Compounding: the split has aged out
The training view was an 80/20 split from when "the split" was a single global
property of a dataset. Modern models do their own internal scaffold/butina/random
split via get_split_indices(). The FeatureSet's training flag and the model's
actual internal split have already diverged, so any "holdout" metrics derived
from the shared view are already partially leaked.
Design Principles
- FeatureSet = pure data abstraction. Columns, rows, types, id, event_time. No training/holdout/weight state.
- Splits and weights are per-model-training concerns. They belong to a
specific training run, owned by
FeaturesToModel, materialized as per-model artifacts (_<base>___<model>_*). - Holdouts are computed on demand, not persisted. Either user-managed or
temporal (
ts_inferencealready recomputes the temporal split statelessly). - Minimize API surface. Backward compatibility is secondary to simplification.

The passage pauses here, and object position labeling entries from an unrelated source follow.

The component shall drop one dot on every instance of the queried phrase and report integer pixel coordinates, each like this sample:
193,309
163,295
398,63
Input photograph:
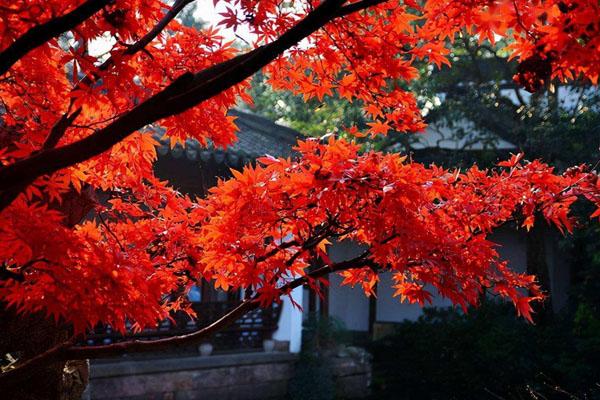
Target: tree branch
184,93
67,351
40,34
358,6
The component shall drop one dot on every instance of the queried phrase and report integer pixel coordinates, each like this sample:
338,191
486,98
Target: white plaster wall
290,321
349,305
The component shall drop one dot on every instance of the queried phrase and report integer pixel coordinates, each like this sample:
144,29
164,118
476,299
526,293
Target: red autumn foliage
73,125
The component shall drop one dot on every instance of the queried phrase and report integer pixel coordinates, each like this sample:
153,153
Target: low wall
232,376
241,376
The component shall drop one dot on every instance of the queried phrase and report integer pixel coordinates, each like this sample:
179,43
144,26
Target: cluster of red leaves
428,226
146,243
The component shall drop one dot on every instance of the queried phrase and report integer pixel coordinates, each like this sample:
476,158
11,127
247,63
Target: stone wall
242,376
232,376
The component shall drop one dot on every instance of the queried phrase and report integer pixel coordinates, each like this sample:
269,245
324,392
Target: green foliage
312,118
488,353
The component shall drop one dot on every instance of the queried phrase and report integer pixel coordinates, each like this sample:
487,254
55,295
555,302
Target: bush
489,353
313,380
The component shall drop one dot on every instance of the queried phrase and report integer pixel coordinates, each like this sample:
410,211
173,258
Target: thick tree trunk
23,337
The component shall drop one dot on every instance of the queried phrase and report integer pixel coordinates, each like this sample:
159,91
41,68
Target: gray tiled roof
257,136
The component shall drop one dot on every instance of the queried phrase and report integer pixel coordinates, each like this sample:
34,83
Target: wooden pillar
372,310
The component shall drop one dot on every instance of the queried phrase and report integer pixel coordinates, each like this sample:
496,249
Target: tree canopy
90,235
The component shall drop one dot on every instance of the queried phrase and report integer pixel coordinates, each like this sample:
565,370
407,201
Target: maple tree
74,129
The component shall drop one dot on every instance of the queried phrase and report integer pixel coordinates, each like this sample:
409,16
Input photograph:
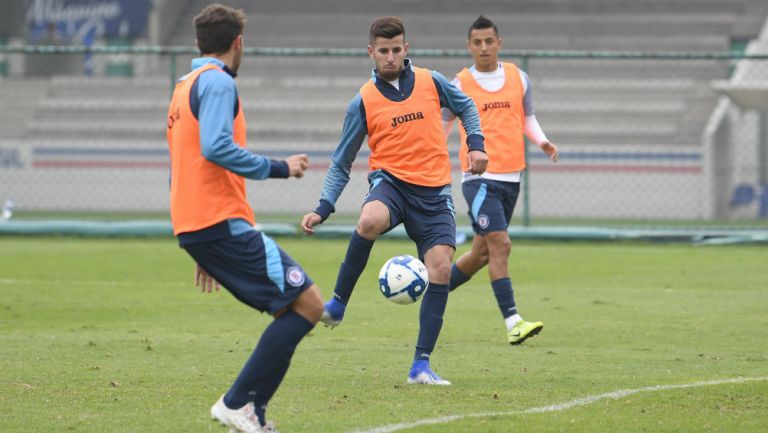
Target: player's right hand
297,164
309,221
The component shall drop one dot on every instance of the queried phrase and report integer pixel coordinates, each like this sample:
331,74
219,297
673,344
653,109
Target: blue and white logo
295,276
483,221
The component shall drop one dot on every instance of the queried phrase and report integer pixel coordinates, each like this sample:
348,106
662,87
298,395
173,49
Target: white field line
11,281
557,407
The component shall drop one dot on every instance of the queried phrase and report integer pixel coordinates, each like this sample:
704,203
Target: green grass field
110,335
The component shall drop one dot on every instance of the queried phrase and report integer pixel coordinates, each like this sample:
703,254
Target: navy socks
430,320
264,371
358,251
505,297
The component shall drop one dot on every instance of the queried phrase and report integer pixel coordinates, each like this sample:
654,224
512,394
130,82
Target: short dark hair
216,26
482,23
386,27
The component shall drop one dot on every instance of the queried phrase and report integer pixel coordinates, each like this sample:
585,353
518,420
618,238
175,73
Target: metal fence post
526,189
173,72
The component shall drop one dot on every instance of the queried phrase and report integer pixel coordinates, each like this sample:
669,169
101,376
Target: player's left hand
297,164
477,161
550,149
206,282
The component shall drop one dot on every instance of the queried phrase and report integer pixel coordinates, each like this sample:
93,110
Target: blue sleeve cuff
476,142
279,169
324,209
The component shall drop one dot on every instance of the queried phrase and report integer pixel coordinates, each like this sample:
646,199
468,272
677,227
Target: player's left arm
465,109
218,96
532,128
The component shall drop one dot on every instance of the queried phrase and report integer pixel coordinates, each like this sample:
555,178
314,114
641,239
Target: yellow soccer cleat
523,330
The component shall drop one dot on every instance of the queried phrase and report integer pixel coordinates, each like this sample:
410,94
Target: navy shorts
429,219
253,268
491,203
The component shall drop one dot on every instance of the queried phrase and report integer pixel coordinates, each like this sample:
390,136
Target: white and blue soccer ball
403,279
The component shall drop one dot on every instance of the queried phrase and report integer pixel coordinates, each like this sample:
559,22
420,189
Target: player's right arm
352,136
448,115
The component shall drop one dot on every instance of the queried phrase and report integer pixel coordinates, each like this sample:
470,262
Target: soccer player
399,109
214,223
502,93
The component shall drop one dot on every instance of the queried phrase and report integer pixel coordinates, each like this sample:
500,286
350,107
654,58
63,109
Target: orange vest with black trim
406,138
202,193
503,118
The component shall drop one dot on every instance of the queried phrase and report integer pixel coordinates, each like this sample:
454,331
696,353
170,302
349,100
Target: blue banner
81,21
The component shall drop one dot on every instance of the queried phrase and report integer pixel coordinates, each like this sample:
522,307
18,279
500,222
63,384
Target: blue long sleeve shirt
355,129
214,101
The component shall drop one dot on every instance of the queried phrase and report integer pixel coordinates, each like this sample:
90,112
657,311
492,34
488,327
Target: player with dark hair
502,93
399,109
214,223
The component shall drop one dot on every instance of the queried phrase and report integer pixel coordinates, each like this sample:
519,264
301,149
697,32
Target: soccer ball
403,279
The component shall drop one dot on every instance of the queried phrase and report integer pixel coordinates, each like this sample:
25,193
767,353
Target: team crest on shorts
483,221
295,276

Background: AWS Feature Store types
Feature Store supports only three scalar types — Integral, Fractional,
String (plus List/Set/Vector collections). No native bool or datetime.
Irrelevant to this change directly, but context for why the supplemental-table
pattern exists.
What Changes
Shared vs per-model (the core distinction)
| Artifact | Status |
|---|---|
<base>___training (shared view) |
REMOVE |
_<base>___sample_weights (shared table) |
REMOVE |
| FeatureSet weight-mutation methods | REMOVE |
Per-model training view (workbench_training_view) |
KEEP — rebuilt from transform(sample_weights=...) |
| Per-model weights table | KEEP — now sparse |
Sample weights: new flow
sample_weights = fs.temporal_split(date_col, end_date) # pure, returns {id: weight}
# compose freely from multiple producers:
# {**outlier_weights, **temporal_weights, ...}
transform(sample_weights=sample_weights)
sample_weightsis a sparse dict (or[id, weight]DataFrame): default weight is1.0, only exceptions are stored.FeaturesToModel.transform(sample_weights=...)writes the per-model weights table and builds the per-model view directly — no shared state, no race.- Per-model weights table columns:
[id, sample_weight](the oldtrainingcolumn is dropped; the model does its own internal split). - Per-model view:
base LEFT JOIN weights ... COALESCE(w.sample_weight, 1.0).
Holdout / evaluation
- User-managed: user splits their data, trains on train, calls
end.inference(test_df). - Temporal:
fs.temporal_split()produces weights for the cutoff;end.ts_inference()recomputes the temporal holdout statelessly at eval time (already implemented — no change).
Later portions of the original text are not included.